Copyright © 2014 Yanfeng Zhang et al. This is an open access article distributed under the Creative Commons Attribution License, which permits unrestricted use, distribution, and reproduction in any medium, provided the original work is properly cited.

Abstract

In large scale population-based whole-exome sequencing (WES) studies, there are some samples occasionally sequenced two or more times due to a variety of reasons. To investigate how to efficiently utilize these duplicated sequencing data, we conducted comprehensive evaluation of variant calling strategies. 92 samples subjected to WES twice were selected from a large population study. These 92 duplicated samples were divided into two groups: group H consisting of the higher sequencing depth for each subject and group L consisting of the lower depth for each subject. The merged samples for each subject were put in a third group M. Using the GATK multisample toolkit, we compared variant calling accuracy among three strategies.
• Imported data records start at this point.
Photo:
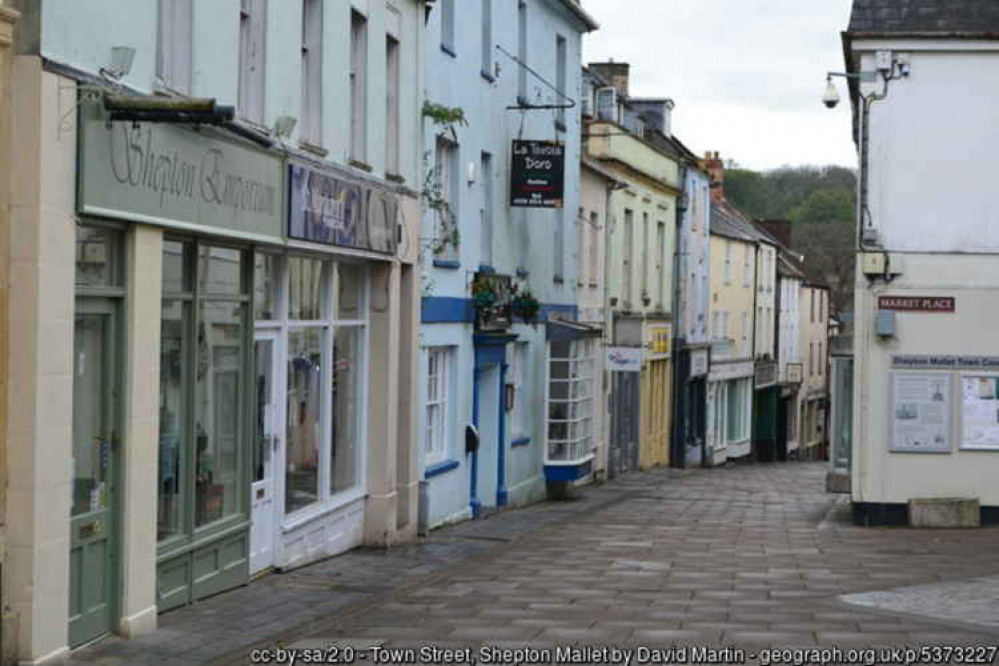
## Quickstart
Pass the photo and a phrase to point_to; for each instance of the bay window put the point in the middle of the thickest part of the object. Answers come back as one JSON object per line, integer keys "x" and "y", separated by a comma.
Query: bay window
{"x": 572, "y": 375}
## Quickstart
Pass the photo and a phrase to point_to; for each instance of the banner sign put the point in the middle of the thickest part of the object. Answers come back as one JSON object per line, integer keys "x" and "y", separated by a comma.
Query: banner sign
{"x": 917, "y": 303}
{"x": 623, "y": 359}
{"x": 324, "y": 208}
{"x": 537, "y": 174}
{"x": 172, "y": 176}
{"x": 944, "y": 362}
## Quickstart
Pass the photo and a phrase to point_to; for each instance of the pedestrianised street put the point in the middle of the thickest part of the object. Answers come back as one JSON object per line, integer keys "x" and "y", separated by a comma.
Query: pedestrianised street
{"x": 750, "y": 557}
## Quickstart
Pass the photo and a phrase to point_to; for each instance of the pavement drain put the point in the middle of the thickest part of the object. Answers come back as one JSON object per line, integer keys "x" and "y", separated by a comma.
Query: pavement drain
{"x": 975, "y": 601}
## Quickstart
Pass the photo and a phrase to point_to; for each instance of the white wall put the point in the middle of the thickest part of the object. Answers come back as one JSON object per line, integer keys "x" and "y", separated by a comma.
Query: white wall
{"x": 81, "y": 34}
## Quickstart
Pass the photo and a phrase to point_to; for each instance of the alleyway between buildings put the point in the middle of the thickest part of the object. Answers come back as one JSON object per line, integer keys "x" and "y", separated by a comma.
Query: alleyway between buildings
{"x": 752, "y": 556}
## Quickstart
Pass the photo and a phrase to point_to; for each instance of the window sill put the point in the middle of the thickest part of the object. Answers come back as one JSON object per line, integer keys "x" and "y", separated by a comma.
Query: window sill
{"x": 313, "y": 148}
{"x": 440, "y": 468}
{"x": 363, "y": 166}
{"x": 321, "y": 509}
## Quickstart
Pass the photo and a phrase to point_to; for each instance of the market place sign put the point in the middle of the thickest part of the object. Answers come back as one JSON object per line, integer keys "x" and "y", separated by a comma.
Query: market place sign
{"x": 173, "y": 176}
{"x": 326, "y": 208}
{"x": 537, "y": 174}
{"x": 917, "y": 303}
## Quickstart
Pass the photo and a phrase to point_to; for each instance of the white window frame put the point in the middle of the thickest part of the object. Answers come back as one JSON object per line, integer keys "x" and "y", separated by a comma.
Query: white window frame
{"x": 581, "y": 394}
{"x": 393, "y": 86}
{"x": 312, "y": 72}
{"x": 329, "y": 323}
{"x": 174, "y": 45}
{"x": 358, "y": 86}
{"x": 252, "y": 60}
{"x": 437, "y": 408}
{"x": 447, "y": 26}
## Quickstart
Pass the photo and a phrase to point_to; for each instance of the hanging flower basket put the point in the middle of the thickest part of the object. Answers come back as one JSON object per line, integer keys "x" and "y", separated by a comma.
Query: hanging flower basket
{"x": 525, "y": 306}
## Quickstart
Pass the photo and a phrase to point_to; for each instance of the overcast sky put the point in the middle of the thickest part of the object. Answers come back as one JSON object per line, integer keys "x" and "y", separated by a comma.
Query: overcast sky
{"x": 746, "y": 75}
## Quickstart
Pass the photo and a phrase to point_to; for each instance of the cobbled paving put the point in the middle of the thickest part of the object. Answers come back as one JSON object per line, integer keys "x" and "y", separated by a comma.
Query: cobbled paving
{"x": 751, "y": 556}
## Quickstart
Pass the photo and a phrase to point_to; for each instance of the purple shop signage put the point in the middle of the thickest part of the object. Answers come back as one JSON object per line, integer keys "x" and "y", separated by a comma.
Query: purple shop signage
{"x": 323, "y": 208}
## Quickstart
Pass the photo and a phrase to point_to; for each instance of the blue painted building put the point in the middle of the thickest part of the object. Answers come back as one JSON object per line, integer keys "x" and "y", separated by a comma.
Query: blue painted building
{"x": 513, "y": 69}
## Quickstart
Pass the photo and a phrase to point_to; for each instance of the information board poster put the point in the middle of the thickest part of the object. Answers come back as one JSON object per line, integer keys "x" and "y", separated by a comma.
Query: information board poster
{"x": 921, "y": 408}
{"x": 980, "y": 412}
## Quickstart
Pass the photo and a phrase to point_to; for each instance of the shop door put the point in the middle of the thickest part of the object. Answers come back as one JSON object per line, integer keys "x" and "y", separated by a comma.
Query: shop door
{"x": 93, "y": 556}
{"x": 267, "y": 429}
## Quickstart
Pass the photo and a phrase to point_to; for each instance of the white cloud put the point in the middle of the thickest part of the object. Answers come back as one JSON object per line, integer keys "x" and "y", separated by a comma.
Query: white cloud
{"x": 746, "y": 75}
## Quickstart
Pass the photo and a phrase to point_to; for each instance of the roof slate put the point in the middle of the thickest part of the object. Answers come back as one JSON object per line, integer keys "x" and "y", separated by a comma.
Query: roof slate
{"x": 925, "y": 16}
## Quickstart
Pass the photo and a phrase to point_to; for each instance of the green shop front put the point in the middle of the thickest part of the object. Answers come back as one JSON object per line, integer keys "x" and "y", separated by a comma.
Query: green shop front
{"x": 170, "y": 221}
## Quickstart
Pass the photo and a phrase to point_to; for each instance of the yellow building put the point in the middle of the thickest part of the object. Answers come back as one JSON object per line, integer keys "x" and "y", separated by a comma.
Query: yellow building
{"x": 630, "y": 138}
{"x": 734, "y": 248}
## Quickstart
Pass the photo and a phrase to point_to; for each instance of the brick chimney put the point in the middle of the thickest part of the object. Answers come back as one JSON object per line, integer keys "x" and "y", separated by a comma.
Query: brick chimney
{"x": 616, "y": 73}
{"x": 712, "y": 163}
{"x": 779, "y": 229}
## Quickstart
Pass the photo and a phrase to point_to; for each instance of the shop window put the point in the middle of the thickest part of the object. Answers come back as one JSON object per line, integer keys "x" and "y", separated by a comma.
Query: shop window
{"x": 173, "y": 45}
{"x": 305, "y": 289}
{"x": 438, "y": 370}
{"x": 304, "y": 418}
{"x": 517, "y": 377}
{"x": 265, "y": 287}
{"x": 738, "y": 410}
{"x": 348, "y": 407}
{"x": 350, "y": 292}
{"x": 202, "y": 376}
{"x": 571, "y": 400}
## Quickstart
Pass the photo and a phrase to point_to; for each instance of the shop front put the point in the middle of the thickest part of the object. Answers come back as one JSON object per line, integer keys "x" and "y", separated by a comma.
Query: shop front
{"x": 729, "y": 411}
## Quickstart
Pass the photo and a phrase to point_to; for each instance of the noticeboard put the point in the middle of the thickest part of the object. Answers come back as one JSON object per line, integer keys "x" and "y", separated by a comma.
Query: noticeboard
{"x": 537, "y": 174}
{"x": 980, "y": 412}
{"x": 920, "y": 412}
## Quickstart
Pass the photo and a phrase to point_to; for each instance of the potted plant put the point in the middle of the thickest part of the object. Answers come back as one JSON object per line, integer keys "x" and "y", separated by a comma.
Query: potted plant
{"x": 524, "y": 305}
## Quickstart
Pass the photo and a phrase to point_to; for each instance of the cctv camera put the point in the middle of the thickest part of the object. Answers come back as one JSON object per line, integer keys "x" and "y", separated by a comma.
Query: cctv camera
{"x": 831, "y": 96}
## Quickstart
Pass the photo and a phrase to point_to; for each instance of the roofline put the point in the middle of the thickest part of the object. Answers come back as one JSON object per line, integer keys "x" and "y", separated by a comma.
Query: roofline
{"x": 581, "y": 14}
{"x": 922, "y": 34}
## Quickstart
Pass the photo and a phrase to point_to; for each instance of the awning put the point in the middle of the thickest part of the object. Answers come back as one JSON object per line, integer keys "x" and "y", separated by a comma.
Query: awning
{"x": 558, "y": 330}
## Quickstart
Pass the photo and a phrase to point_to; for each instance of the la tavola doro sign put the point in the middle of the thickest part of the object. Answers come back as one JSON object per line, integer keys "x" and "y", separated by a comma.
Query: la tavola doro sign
{"x": 173, "y": 176}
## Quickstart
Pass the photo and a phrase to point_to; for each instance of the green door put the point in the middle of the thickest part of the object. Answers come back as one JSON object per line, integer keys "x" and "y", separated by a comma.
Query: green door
{"x": 93, "y": 557}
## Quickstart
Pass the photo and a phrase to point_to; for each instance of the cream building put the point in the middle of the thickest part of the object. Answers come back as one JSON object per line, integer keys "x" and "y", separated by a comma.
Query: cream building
{"x": 8, "y": 617}
{"x": 626, "y": 136}
{"x": 734, "y": 263}
{"x": 813, "y": 402}
{"x": 215, "y": 358}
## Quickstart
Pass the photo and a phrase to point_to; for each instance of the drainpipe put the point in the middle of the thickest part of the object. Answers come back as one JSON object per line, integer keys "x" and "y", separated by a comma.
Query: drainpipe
{"x": 678, "y": 458}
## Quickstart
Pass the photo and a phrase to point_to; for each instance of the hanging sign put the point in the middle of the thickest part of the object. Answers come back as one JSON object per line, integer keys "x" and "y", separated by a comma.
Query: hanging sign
{"x": 917, "y": 303}
{"x": 623, "y": 359}
{"x": 537, "y": 174}
{"x": 325, "y": 208}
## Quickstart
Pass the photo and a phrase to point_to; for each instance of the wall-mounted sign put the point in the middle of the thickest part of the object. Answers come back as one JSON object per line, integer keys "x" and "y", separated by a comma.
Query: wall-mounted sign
{"x": 980, "y": 412}
{"x": 917, "y": 303}
{"x": 324, "y": 208}
{"x": 945, "y": 362}
{"x": 699, "y": 363}
{"x": 623, "y": 359}
{"x": 176, "y": 177}
{"x": 920, "y": 412}
{"x": 537, "y": 174}
{"x": 659, "y": 340}
{"x": 765, "y": 374}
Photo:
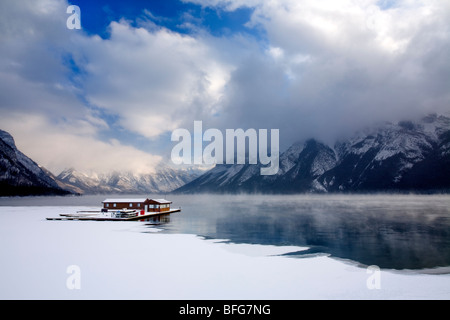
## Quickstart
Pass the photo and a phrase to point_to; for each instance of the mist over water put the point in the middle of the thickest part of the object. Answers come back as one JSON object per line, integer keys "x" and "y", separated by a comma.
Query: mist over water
{"x": 390, "y": 231}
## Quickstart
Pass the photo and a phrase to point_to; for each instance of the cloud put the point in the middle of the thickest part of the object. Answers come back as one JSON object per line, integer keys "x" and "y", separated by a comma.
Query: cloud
{"x": 315, "y": 69}
{"x": 153, "y": 80}
{"x": 75, "y": 144}
{"x": 331, "y": 67}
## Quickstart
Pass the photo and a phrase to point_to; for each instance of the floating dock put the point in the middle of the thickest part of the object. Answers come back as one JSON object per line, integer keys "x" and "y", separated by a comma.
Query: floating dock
{"x": 99, "y": 216}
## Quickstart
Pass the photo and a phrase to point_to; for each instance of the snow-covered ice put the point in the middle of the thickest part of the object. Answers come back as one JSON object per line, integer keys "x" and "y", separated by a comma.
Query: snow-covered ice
{"x": 129, "y": 260}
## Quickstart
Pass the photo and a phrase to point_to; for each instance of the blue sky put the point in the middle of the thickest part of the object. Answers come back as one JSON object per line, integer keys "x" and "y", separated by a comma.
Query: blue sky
{"x": 108, "y": 96}
{"x": 171, "y": 14}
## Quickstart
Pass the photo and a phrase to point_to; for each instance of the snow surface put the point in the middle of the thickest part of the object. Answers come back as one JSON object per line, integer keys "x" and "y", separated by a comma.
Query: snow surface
{"x": 129, "y": 260}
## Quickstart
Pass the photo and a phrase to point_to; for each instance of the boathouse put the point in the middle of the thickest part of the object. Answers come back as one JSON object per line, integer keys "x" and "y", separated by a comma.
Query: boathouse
{"x": 147, "y": 205}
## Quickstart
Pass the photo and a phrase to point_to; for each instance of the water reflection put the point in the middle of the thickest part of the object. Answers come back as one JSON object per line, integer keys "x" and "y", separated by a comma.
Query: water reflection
{"x": 400, "y": 232}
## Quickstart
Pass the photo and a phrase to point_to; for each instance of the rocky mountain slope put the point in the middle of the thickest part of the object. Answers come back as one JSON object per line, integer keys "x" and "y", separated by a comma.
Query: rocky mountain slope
{"x": 19, "y": 175}
{"x": 406, "y": 156}
{"x": 165, "y": 179}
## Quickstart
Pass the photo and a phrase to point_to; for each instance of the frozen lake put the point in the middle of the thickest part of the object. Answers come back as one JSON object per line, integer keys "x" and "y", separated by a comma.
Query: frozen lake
{"x": 231, "y": 247}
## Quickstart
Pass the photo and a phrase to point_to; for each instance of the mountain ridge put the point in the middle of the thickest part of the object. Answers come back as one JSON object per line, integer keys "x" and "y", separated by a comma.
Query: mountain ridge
{"x": 394, "y": 157}
{"x": 21, "y": 176}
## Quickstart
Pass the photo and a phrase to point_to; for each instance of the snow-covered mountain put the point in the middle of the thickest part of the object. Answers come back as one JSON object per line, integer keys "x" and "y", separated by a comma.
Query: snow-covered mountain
{"x": 165, "y": 179}
{"x": 402, "y": 156}
{"x": 19, "y": 175}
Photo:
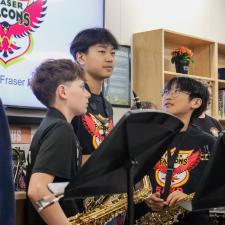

Hierarchical clustering analysis indicated that the two replicates for each subject showed high homogeneity. The comparative analyses on the basis of heterozygous-homozygous ratio (Hete/Homo), transition-transversion ratio (Ti/Tv), and overlapping rate with the 1000 Genomes Project consistently showed that the data quality of the SNPs detected from the M group was more accurate than that of SNPs detected from the H and L groups. These results suggested that merging homogeneous duplicated exomes instead of using one of them could improve variant calling accuracy.